Stocks were little changed on Monday as China's weakening demand for materials weighed on resource shares and as the imminent start of earnings season pushed investors to the sidelines.

Market players were trying to hold onto gains made last week -- the best week for stocks in a year -- but were wary of what surprises earnings season could bring. Dow component Alcoa Inc reports its second-quarter results after the closing bell.

Alcoa fell 1.5 percent to $10.78. Poor demand for materials could hurt Alcoa's results, and analysts have lowered their quarterly earnings forecast for the company 10 times in the last month, according Thomson Reuters data.
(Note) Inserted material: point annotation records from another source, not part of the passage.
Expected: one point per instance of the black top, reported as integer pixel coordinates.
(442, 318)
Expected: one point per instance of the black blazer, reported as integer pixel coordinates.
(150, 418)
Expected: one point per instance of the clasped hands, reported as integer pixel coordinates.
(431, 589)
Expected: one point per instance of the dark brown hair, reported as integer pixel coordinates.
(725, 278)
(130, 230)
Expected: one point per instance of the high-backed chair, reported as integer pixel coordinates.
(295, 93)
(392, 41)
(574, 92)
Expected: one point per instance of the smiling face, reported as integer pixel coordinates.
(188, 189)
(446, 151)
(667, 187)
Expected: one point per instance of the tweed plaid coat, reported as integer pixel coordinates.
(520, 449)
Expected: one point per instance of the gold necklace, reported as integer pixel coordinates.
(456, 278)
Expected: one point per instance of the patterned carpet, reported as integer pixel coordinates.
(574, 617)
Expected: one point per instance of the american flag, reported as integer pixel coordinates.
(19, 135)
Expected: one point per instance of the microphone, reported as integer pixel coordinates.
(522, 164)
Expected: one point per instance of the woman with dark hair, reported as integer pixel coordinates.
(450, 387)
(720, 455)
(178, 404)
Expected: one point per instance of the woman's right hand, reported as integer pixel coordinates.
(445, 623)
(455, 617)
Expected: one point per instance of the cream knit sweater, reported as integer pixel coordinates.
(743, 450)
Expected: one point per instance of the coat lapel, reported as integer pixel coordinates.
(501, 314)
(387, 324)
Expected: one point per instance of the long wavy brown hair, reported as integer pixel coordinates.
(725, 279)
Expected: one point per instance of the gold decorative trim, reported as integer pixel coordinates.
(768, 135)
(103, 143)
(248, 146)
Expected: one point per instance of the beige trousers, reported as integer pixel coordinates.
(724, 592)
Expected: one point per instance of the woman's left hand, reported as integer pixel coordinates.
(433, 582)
Investors will be kicking the tires of corporate results to ascertain whether the economic recovery is still on track, said John Stoltzfus, senior market strategist at Ticonderoga Securities in New York.

The rearview mirror of the actual results (will be) less important than any guidance or forward looking forecasts that management will provide, Stoltzfus said.

The Dow Jones industrial average <.DJI> dipped 1.67 points, or 0.02 percent, to 10,196.36. The Standard & Poor's 500 Index <.SPX> was off 1.32 points, or 0.12 percent, to 1,076.64. The Nasdaq Composite Index <.IXIC> edged down 0.62 points, or 0.03 percent, at 2,195.83.

Resource shares led the way down, with the S&P Materials index <.GSPM> sliding 1.1 percent after Chinese data over the weekend showed the country's copper demand dropped. Freeport McMoRan Copper & Gold Inc lost 4.6 percent to $62.92.

U.S.-listed shares of BP Plc jumped 7.2 percent to $36.49 with the British company in talks with U.S. oil and gas company Apache Corp and others to sell assets worth up to $10 billion.

In addition to Alcoa, other Dow components set to report earnings this week include Intel Corp , JPMorgan Chase & Co and General Electric Co .

Alcoa's stock has sent mixed signals from a technical perspective of late. Alcoa is holding above its 14-day moving average, but below the 50-day and 200-day averages.

Some option investors are bracing for potential volatility around Alcoa's earnings.

Among the top trades was a buyer of August $11 straddles, a volatility options play that would make money if Alcoa makes a large percentage move in either direction after the company releases their results later today, said option strategist Frederic Ruffy.

For the second quarter, analysts see earnings growth of 27 percent for companies in the S&P 500, according to Thomson Reuters data, up from previous readings in the past three quarters, which hovered around 22 percent. This would also exceed the 22.4 percent analysts were predicting at the beginning of the year.